オカルト系書籍の大御所・並木伸一郎氏が書いた都市伝説本である。ネタとしては従来のカテゴリーのものから、UMA関連そして流行りの陰謀史観ネタまで、最近の都市伝説本をかなり意識した作りになっている。
やはり凄いと思うのは、各ネタに関する並木氏の蘊蓄語りである。取り立てて長いコメントではないのだが、長年積み上げてきた情報量が桁外れに違うため、非常に興味深い内容になっているのである。さすがは大御所クラスの人の名が冠された都市伝説本は違うという印象である。
だがこの本の最も問題視されるところは、この並木氏を『都市伝説の本家本元』と紹介している点である。これは全くの誤解(というよりも、まさかこれで「並木伸一郎伝説」を作ろうとしているのか)。

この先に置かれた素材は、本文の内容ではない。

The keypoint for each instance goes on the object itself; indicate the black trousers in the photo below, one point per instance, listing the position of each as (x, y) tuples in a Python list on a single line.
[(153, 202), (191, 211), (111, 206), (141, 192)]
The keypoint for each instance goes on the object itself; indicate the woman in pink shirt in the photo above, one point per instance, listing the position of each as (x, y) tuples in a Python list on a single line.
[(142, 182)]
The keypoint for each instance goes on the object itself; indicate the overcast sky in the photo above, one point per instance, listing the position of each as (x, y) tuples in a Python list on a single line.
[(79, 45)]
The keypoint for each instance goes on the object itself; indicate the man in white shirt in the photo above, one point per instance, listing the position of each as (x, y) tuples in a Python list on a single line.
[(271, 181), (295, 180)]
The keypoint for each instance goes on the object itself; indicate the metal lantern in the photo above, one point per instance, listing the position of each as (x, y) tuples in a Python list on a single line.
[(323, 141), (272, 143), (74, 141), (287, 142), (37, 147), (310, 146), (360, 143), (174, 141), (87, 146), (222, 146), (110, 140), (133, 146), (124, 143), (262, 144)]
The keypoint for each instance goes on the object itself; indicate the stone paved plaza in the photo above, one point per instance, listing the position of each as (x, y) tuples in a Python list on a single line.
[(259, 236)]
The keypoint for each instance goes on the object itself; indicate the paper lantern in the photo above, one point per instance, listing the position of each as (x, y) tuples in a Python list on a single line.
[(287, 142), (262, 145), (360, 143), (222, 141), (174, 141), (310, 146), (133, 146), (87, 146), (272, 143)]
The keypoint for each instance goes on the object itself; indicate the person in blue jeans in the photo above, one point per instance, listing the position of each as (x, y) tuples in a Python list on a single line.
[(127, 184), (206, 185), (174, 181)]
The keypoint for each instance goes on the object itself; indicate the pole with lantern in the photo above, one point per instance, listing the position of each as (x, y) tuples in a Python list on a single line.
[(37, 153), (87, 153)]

日本の都市伝説の系譜は、“現代民話”の松谷みよ子氏やそれに繋がる“学校の怪談”の常光徹氏あたりが本家である。並木氏はオカルト全般を網羅する巨人であって、決して都市伝説に限定される存在ではないのである。(当然都市伝説も守備範囲であるのは確かであるが、そこに限定するということは却って、並木氏の実力を過小評価することになると思う)
結局のところ、テレビで流行りだした新しい都市伝説概念を過去に遡って適用させていくと、並木氏のようなフォーティアンがそのはしりであると想定されるだけであって、決して最初から氏が都市伝説一本でやっていたというわけではないのである。むしろ最近のブームに便乗しているのが丸わかりで、あざといのを通り越して何か寂しい気がしてならない。

都市伝説の最も猥雑な部分だけを抽出したとも言える怪作である。
冒頭でメインライターである山口敏太郎氏が、最近の都市伝説概念の変貌を的を射た解釈で書き出し、その路線で執筆すると堂々宣告している。とりあえずネタの中心は芸能・マスコミ関連のゴシップ・タブーであり、それに関する相当量の情報を提示しながら展開させるスタイルである。中には非常に貴重な内容があると思えば、どうしようもない屑ネタまでまさに玉石混淆さながらの状態で詰まっている。典型的な“コンビニ本”であると言っていいだろう。
一応本のタイトルに“都市伝説”と冠しているが、むしろ芸能ゴシップ関連の本であると思って読んだ方がいいと思う。良い意味でのいかがわしさがプンプン臭ってくるタイプの本であり、上記の2冊とは一線を画する内容であるだろう。ただ都市伝説の概念は広げようと思えばどこまでも広がるものであり、それをうまく利用しているのがこの本である。一部の読者からは否定的な声が挙がる可能性もあるが、現在の都市伝説概念の変容を考慮すると、この本も“あり”だと言い切ってもいいかもしれない。


最終的にどの本がお奨めかということになるが、一長一短あるというところでお茶を濁しておこうと思う。ただし、よほどの人でなければ3冊とも買う必要はない。とにかくネタがかぶりすぎ。はっきり言って、みんな流行に便乗しすぎでかなり食傷気味だというのが、個人的な感想である。